Девочка очень любит ее смех. Никто больше не умеет так тихо и ласково смеяться, как она. Ну, может, еще Жено умеет. Но Жено громкая, а бабушка Шушик – совсем неслышная. И даже незаметная – ходит всегда в темном – простые платья, наглухо застегивающиеся на все пуговицы жакеты, строгие пиджачки. Она вообще очень сдержанная, даже в движениях – такое впечатление, словно наперед продумывает каждый свой шаг, чтобы лишний раз не повториться. Девочка завороженно наблюдает, как бабушка Шушик открывает дверцы навесного шкафчика, поднимается на цыпочки, тянется за коробочками со специями. Молотая корица. Лимонные корочки. Ваниль. Палочки гвоздики. Летний сквозняк колышет простенькие шторы на кухонных окнах, тихо позвякивают кольца на металлическом карнизе. Как только в большой эмалированной кастрюле начинает булькать сироп, бабушка кидает туда очищенные от сердцевины яблочные дольки. Следом отправляются малина со смородиной. В самом конце – лимонные корочки, корица и ваниль. Довести до кипения – загасить огонь. Всё.
– Нужно, чтобы все было идеально чистым – и банки, и крышки. Тогда с компотом ничего не случится, и он простоит в погребе до зимы.
– А если не чистое? Что тогда?
– Тогда компот прокиснет, крышки вздуются и полетят. Вся работа насмарку.
– А что такое «идеально»?
– Совершенно. Превосходно, – бабушка Шушик ловит растерянный взгляд Девочки, спохватывается, – непонятно объясняю?
– Ну да.
– Сейчас найду объяснение проще. Идеально – это лучше не бывает. Теперь понятно?
– Теперь понятно, – кивает Девочка.
Жено размешивает горячий компот большой поварешкой – чтобы равномерно распределить гущу, и заливает в банки по самое горлышко. Бабушка Шушик кидает в каждую банку по две палочки гвоздики, ошпаривает металлическую крышку кипятком и тут же накрывает ею горлышко банки. Крышки горячие, поэтому она ловко цепляет их за край вилкой. Накрыв банку, щелкает кончиком пальца по крышке.
– Чтобы плотно легла, – поясняет Девочке.
В этих краях азам кулинарии испокон века обучают с раннего детства – ненавязчиво, словно мимоходом раскрывая кухонные хитрости. Дети все схватывают на лету, схватывают – и, казалось, мгновенно забывают. Но потом, когда наступает время, каким-то непостижимым образом, яркими картинками, из памяти выплывают удивительные знания – о вкусе приправ, о надменной пахучести сушеных трав, о верном количестве соли, добавляемой в обед, – четыре щепоти, и ни одной больше!
Жено быстро убирает со стола все лишнее – кухонное полотенце, миску из-под крышек, эмалированную кастрюлю.

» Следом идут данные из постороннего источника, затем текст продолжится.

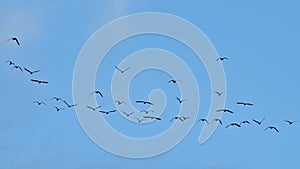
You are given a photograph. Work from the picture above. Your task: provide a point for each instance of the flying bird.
(181, 100)
(152, 118)
(144, 102)
(39, 103)
(174, 81)
(233, 124)
(97, 92)
(245, 103)
(225, 110)
(181, 118)
(272, 128)
(258, 122)
(218, 120)
(119, 102)
(290, 122)
(139, 120)
(93, 108)
(39, 81)
(107, 112)
(222, 58)
(58, 109)
(17, 67)
(69, 105)
(14, 39)
(122, 71)
(244, 122)
(204, 120)
(127, 114)
(31, 72)
(147, 111)
(10, 63)
(56, 98)
(219, 93)
(176, 118)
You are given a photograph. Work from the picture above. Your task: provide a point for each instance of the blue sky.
(260, 38)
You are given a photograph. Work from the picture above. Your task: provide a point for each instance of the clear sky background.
(261, 39)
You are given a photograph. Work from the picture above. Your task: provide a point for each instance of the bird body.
(152, 118)
(39, 81)
(122, 71)
(258, 122)
(31, 72)
(93, 108)
(15, 39)
(272, 128)
(97, 92)
(245, 103)
(107, 112)
(181, 100)
(234, 124)
(144, 102)
(225, 110)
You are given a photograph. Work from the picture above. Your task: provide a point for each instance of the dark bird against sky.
(97, 92)
(39, 81)
(258, 122)
(31, 72)
(144, 102)
(14, 39)
(245, 103)
(122, 71)
(272, 128)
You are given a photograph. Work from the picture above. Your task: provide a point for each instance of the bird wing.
(17, 41)
(35, 71)
(27, 70)
(126, 69)
(118, 69)
(33, 80)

Бабушка Шушик тем временем берется за самое ответственное – закатывание банок. Накрывает закатывающей машинкой крышку, крепко давит на нее левой рукой и крутит по часовой стрелке ручку. Закатка, понемногу сужая диаметр вращения, зажимает крышку вокруг горлышка банки. Жено, обмотав руки кухонным полотенцем – чтобы не ошпариться, подхватывает готовые банки и укладывает их на пол – остывать. Скоро под стеной выстраивается батарея из лежащих на боку банок. Солнечный зайчик лихорадочно мечется по ним, бликуя золотом на вспотевших стеклянных боках.
Девочка следит за работой бабушки и тети как за театральным действом. Они двигаются так слаженно и споро, словно не работают, а развлекаются. Если бы не напряжение на лицах, можно подумать, что они исполняют какой-то простой и привычный ритуальный танец, и все движения в этом незамысловатом танце даются им с чрезвычайной легкостью.
Когда компот уже закатан, стол к обеду накрыт, а на плите «доходит» стручковая фасоль, Жено уходит в погреб – за сыром.
– Пойдем со мной! – зовет она Девочку.
– Нет, я лучше в окно понаблюдаю.
И девочка ныряет за ситцевые шторы. За шторами прохладно и тихо. Если выглянуть в окно – весь двор лежит как на ладони: слева – большой фруктовый сад, справа – прорубленная в скале «ступенька», за полвека густо проросшая колючим кустарником дикой сливы. Плоды сливы мелкие, терпкие, твердые – не раскусить, зато отдающие щавелевой кислинкой молодые листья – любимое лакомство домашней живности.
Со скрипом распахивается калитка, Боцман выскакивает из конуры, но, завидев деда Арама, тут же принимается радостно плясать хвостом. Девочка, прижавшись лбом к оконному стеклу, наблюдает за мужем бабушки Шушик. Дед Арам высокий, плотный, смуглый и совсем лысый, с крупными мясистыми ушами и тонкой щеточкой усов под носом.